Vincent s’est installé hors cadre familial sur une exploitation avicole, et a créé de toutes pièces son atelier ovin en remplaçant les volailles par du mouton. Il a réalisé des échanges parcellaires sur près d’un quart de la ferme, afin de baser son système sur le pâturage. Avec un père marchand de bestiaux, il a toujours été attiré par les animaux. Après un BTS production animale et des études d’ingénieur à l’ESA d’Angers, il a commencé à travailler à mi-temps comme technicien au groupement de producteurs de moutons Ovi Ouest et à la chambre d’agriculture d’Ille-et-Vilaine.
« L’idée de m’installer en mouton me trottait dans la tête. Mais en tant que hors cadre familial, il est difficile de reprendre une exploitation qui ne soit pas hors de prix », raconte le jeune éleveur de 34 ans. L’opportunité s’est présentée avec les parents d’un ami qui, sans successeur familial, ont accepté de céder leur exploitation avicole à Vincent. L’élevage comptait trois poulaillers (3 000 m²), une stabulation pour vaches allaitantes et 42 ha de terres en location. Les bâtiments étaient fonctionnels, bien entretenus, suffisamment longs et larges pour être aménagés en bergerie.
« L’installation avec des bâtiments d’occasion devenait abordable » , insiste le jeune homme.
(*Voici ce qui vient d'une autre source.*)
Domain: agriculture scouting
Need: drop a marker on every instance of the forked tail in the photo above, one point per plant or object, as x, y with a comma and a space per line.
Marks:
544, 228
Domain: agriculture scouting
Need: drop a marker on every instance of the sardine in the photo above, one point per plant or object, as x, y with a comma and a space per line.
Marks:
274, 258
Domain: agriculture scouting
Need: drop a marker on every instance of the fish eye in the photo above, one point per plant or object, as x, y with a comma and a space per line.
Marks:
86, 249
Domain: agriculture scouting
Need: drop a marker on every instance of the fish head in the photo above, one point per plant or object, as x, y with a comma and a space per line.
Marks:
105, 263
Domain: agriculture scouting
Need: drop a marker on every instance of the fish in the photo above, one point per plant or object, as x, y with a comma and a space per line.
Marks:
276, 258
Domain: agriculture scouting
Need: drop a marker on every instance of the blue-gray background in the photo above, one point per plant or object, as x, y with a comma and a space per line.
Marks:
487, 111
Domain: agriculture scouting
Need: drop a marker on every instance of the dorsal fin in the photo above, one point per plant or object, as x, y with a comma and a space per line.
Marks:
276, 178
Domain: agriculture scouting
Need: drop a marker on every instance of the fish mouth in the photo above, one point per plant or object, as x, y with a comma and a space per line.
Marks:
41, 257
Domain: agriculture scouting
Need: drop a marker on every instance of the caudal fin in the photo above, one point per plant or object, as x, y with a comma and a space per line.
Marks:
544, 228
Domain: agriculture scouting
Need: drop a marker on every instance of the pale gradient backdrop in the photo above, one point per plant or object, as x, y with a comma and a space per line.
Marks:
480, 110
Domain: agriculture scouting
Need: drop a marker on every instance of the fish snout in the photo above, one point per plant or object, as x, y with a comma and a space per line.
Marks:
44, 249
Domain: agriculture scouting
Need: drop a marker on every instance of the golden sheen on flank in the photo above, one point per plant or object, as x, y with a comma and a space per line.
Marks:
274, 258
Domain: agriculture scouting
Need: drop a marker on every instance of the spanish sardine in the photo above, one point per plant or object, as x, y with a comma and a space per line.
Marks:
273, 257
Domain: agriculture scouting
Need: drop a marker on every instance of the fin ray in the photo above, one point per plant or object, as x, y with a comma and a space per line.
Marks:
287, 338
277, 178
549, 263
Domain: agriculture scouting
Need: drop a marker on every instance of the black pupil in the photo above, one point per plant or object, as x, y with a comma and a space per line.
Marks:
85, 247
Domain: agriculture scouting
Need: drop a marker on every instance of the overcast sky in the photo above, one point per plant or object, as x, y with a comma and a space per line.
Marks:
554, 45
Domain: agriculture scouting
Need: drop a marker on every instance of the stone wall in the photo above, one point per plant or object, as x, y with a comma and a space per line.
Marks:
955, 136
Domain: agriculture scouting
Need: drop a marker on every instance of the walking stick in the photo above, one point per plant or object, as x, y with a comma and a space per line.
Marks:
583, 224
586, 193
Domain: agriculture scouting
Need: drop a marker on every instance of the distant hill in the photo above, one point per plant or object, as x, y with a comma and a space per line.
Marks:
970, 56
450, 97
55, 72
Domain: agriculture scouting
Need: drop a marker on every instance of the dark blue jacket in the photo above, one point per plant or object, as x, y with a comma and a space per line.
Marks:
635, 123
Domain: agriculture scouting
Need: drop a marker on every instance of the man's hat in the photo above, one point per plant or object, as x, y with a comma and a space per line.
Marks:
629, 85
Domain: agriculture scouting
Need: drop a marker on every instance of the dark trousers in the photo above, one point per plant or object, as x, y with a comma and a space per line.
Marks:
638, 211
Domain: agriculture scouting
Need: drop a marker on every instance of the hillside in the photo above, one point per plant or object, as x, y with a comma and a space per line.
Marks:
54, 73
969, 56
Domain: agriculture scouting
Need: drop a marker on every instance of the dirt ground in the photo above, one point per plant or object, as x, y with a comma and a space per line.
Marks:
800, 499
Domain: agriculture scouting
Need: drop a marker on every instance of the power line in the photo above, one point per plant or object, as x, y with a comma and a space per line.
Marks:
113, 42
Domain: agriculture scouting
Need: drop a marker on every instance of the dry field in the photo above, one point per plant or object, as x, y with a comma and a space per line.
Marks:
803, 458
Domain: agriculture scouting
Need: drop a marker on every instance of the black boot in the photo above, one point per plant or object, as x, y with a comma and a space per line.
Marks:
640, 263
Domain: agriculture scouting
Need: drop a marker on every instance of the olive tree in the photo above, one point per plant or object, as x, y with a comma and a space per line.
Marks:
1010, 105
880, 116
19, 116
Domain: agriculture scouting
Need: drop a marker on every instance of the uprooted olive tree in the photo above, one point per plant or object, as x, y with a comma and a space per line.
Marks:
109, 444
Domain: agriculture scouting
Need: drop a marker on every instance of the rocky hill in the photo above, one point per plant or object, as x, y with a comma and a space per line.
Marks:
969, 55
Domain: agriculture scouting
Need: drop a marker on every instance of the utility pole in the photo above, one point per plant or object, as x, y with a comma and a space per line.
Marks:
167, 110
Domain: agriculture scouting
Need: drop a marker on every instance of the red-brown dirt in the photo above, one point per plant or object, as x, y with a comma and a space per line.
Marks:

Un arrangement a été conclu pour une reprise deux ans plus tard, laissant le temps à Vincent et sa femme, Angélique, de partir en Nouvelle-Calédonie, lui en tant qu’enseignant dans un lycée agricole, elle comme infirmière dans un dispensaire.
Optimiser le pâturage
Lors de son installation en octobre 2010, Vincent a transformé deux poulaillers en bergerie. Il a commencé avec 300 brebis de race romane. « Au démarrage, j’ai gardé un poulailler en dinde pour assurer de la trésorerie, le temps de constituer mon troupeau », indique-t-il. La volaille a été arrêtée au bout de deux ans et demi. Dès le départ, la stratégie fut d’être le plus autonome possible. « Mon projet initial était de monter à 600 mères. Au bout de deux ans, je me suis rendu compte qu’avec ma structure, j’étais déjà limité en matière de fourrages. Plutôt que d’acheter concentrés et fourrages, j’ai décidé de rester à 500 brebis et d’optimiser le pâturage. » Les brebis sont à l’extérieur dix mois dans l’année et elles changent de paddock tous les jours. Le système est inspiré du modèle néo-zélandais, avec un chargement élevé en animaux par hectare. Même durant l’hiver, un lot de brebis pâture dehors des dérobées.
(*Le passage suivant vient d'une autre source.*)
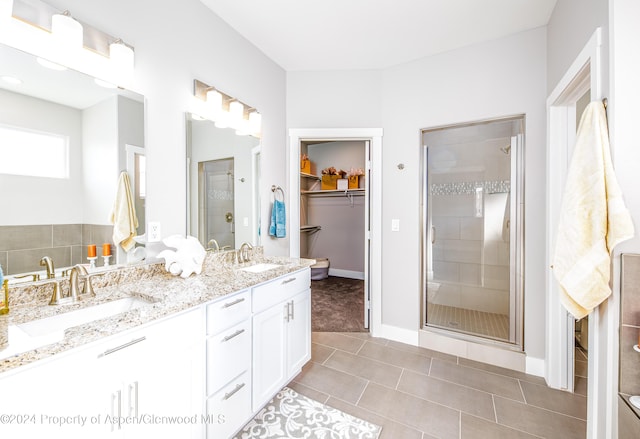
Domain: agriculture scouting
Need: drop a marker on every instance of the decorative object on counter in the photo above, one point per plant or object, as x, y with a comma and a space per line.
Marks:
186, 259
106, 253
4, 299
330, 177
277, 227
123, 215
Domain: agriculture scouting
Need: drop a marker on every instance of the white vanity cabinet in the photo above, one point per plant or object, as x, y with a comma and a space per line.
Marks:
281, 333
149, 379
228, 365
127, 386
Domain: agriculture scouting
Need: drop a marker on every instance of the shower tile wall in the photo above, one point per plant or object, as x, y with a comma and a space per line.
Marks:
472, 269
22, 247
629, 334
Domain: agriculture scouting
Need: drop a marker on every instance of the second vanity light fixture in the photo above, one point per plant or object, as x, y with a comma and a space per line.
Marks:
40, 29
226, 111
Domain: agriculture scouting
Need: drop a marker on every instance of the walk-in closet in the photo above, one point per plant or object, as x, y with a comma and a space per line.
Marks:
333, 218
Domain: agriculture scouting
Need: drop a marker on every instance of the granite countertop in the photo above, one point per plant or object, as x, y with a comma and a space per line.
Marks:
166, 294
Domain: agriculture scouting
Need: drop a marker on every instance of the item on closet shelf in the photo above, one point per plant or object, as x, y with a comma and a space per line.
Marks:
306, 166
330, 177
355, 174
320, 270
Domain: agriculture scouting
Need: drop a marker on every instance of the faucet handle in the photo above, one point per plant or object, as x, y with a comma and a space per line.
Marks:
88, 285
56, 296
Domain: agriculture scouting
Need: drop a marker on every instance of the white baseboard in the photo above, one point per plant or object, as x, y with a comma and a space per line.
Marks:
535, 366
394, 333
346, 273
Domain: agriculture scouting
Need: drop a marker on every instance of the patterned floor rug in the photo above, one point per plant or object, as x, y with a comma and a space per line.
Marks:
291, 415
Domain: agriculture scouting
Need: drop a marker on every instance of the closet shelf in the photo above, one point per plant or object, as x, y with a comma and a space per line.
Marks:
334, 193
310, 229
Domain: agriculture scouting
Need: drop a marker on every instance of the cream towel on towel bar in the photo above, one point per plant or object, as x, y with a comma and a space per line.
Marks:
123, 216
593, 218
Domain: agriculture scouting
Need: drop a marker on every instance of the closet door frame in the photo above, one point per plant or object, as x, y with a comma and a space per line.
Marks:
373, 268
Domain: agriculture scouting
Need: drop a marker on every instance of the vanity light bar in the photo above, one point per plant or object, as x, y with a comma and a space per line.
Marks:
42, 30
226, 110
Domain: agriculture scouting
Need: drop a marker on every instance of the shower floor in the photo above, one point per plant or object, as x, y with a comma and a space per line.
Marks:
485, 324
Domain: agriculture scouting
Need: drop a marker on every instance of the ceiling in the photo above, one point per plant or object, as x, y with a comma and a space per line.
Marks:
373, 34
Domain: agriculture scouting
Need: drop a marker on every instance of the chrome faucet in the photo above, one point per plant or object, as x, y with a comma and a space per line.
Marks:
211, 243
47, 262
243, 252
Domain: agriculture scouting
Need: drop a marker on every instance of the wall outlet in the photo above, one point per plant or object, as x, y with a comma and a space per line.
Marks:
154, 234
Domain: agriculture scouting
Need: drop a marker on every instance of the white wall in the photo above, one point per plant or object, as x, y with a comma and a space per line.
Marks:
175, 44
570, 27
499, 78
30, 200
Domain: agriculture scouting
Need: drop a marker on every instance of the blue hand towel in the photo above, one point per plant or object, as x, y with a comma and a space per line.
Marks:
277, 227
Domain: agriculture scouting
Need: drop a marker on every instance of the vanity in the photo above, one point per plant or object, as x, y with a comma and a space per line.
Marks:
189, 358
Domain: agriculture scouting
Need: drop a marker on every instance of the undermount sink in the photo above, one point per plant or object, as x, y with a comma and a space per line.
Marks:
60, 322
259, 268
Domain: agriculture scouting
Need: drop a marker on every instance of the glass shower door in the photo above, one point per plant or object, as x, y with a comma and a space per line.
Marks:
216, 193
469, 244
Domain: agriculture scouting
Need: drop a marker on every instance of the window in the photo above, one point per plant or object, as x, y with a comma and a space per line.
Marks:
33, 153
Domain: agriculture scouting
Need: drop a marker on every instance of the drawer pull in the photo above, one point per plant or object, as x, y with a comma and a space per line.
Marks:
117, 348
235, 334
233, 392
235, 302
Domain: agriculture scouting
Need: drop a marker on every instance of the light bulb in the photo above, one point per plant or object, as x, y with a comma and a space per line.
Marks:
121, 56
67, 30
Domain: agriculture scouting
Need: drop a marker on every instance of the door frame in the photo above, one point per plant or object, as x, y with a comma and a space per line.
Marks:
584, 74
374, 196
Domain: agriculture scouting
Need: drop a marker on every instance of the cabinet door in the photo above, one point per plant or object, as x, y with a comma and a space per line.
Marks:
269, 369
299, 333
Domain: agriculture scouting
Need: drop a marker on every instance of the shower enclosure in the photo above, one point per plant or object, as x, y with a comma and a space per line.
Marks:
216, 193
472, 229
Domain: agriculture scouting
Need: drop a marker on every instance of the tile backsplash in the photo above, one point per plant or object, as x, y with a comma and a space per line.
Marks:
22, 247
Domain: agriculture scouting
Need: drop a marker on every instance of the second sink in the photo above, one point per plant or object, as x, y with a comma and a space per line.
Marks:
60, 322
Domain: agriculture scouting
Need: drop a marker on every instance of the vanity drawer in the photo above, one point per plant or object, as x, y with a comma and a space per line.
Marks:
228, 355
230, 408
280, 289
228, 311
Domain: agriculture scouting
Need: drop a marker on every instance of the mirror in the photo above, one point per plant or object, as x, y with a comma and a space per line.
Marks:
223, 180
101, 133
L’éleveur est autonome en fourrages et en céréales pour les brebis grâce à ce système. Il conserve du concentré pour les agneaux. « Dans un système pâturant, l’accessibilité des parcelles est primordiale », fait remarquer Vincent. Il a donc réorganisé son parcellaire grâce à des échanges avec quatre exploitations voisines. « Je suis passé de 4,5 ha accessibles à 45 ha, avec quelques routes à traverser, en échangeant 9 ha. » Il a perdu sur la qualité des parcelles mais a récupéré de la surface (4 ha). Il a installé un réseau d’eau dans toutes les parcelles. Il y a deux ans, il a racheté un autre site, avec un ancien poulailler et du foncier, qui lui sert pour l’hivernage des agnelles.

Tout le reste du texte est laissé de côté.